Sebelumnya, diketahui jika WHO telah mengakui Vaksin Nusantara yang digagas dr Terawan Agus Putranto. Namun, Vaksin Nusantara ini masih menunggu ijin resmi Badan Pemeriksa Obat dan Makanan (BPOM).
Diakuinya Vaksin Nusantara, setelah meliris jurnal terkait Vaksin Nusantara di situs resminya, clinicaltrials.gov. Jurnal terkait Vaksin Nusantara berjudul “Preventive Dendritic Cell Vaccine, AV-COVID-19, in Subjects Not Actively Infected With COVID-19”.
Didalamnya, mengulas uji vaksin dari dendritik sel yang ada di Vaksin Nusantara. Tahap 2 uji klinis double-blind untuk pengujian virus Covid-19 yang dibuat menggunakan peralatan vaksinasi PT AIVITA Biomedika Indonesia.
Disebutkan, uji klinis vaksin nusantara tersebut atas kolaborasi antara RSPAD Gatot Subroto, Jakarta, Rumah Sakit Kariadi, Semarang dan PT AIVITA Biomedika Indonesia. Ujiklinis ini disponsori Aivita Biomedical, Inc.
Jurnal yang diberi judul Preventive Dendritic Cell Vaccine, AV-COVID-19, in Subjects Not Actively Infected With COVID-19 itu mengulas uji vaksin dari dendritik sel itu.

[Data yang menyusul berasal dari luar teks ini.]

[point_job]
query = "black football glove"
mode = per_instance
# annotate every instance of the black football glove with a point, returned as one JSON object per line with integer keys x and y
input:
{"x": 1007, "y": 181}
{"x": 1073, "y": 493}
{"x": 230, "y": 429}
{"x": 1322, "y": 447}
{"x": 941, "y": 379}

Tahap kedua uji klinis double-blind untuk pengujian anti-SARS-CoV-2 COVID-19 vaksin (AV-COVID-19) dibuat menggunakan peralatan vaksinasi PT AIVITA Biomedika Indonesia untuk mencegah infeksi COVID-19.
“Produk ini merupakan vaksin pribadi spesifik subyek yang terdiri dari sel-sel dendritik autologus dan limfosit (dci) yang sebelumnya telah dierami dengan sejumlah protein sari-cov-2 (S-protein) yang terbukti aman dalam tahap 1 studi yang juga dilakukan di Indonesia,” tulis Jurnal itu.

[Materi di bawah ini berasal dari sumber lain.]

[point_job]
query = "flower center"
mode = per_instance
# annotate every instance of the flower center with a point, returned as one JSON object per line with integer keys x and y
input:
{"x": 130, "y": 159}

Pada tahap 2, keberhasilan uji klinis dinilai melalui respons sel-t-protein-spesifik yang ditingkatkan dengan membandingkan hasil sebelum dan setelah vaksinasi. “Keselamatan dikonfirmasi melalui nilai laboratorium, pengamatan dan laporan pasien reguler,” tulisanya.
Disebutkan, dosis tunggal vaksin AV-COVID-19 disuntikkan pada lengan (kiri atau kanan) untuk memfasilitasi pemeriksaan dan menghindari reaksi pasca-injeksi atau nyeri bahu lokal.

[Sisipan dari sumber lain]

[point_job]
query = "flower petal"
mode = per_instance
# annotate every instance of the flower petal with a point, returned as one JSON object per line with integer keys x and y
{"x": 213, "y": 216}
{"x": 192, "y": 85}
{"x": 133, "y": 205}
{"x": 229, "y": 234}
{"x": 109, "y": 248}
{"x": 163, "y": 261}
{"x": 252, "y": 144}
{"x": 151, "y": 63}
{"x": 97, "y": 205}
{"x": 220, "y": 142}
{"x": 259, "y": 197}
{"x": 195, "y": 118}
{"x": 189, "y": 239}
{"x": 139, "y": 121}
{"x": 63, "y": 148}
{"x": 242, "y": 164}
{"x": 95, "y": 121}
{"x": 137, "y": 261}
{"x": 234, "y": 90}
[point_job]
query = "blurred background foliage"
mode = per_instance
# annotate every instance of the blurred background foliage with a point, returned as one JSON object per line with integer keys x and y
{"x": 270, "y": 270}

Penilaian pasca-injeksi dilakukan pada 1, 2, dan 4 minggu setelah vaksinasi, dengan tes keamanan di laboratorium yang dilakukan pada minggu 1 dan 4, dan hanya pada minggu 2 jika ada perubahan klinis yang signifikan pada skrining hingga minggu 1.
Pada setiap pemeriksaan, tempat suntikan dinilai, dan subjek diajukan tentang gejala, dan pada minggu 0 (dasar sebelum injeksi), 2 dan 4, darah dikeluarkan untuk pengujian imunogenicity.
“Data reaksi di situs injeksi dan profil keselamatan diperoleh melalui telepon untuk subyek pada hari 1, 2, dan 3 setelah injeksi vaksin,” tulisanya lagi.
Subyek yang disuntikkan kemudian ditanya secara khusus tentang reaksi injeksi lokal dan gejala-gejala yang mirip flu sistemik (demam, menggigil, nyeri otot, nyeri sendi) selama 7 hari setelah injeksi.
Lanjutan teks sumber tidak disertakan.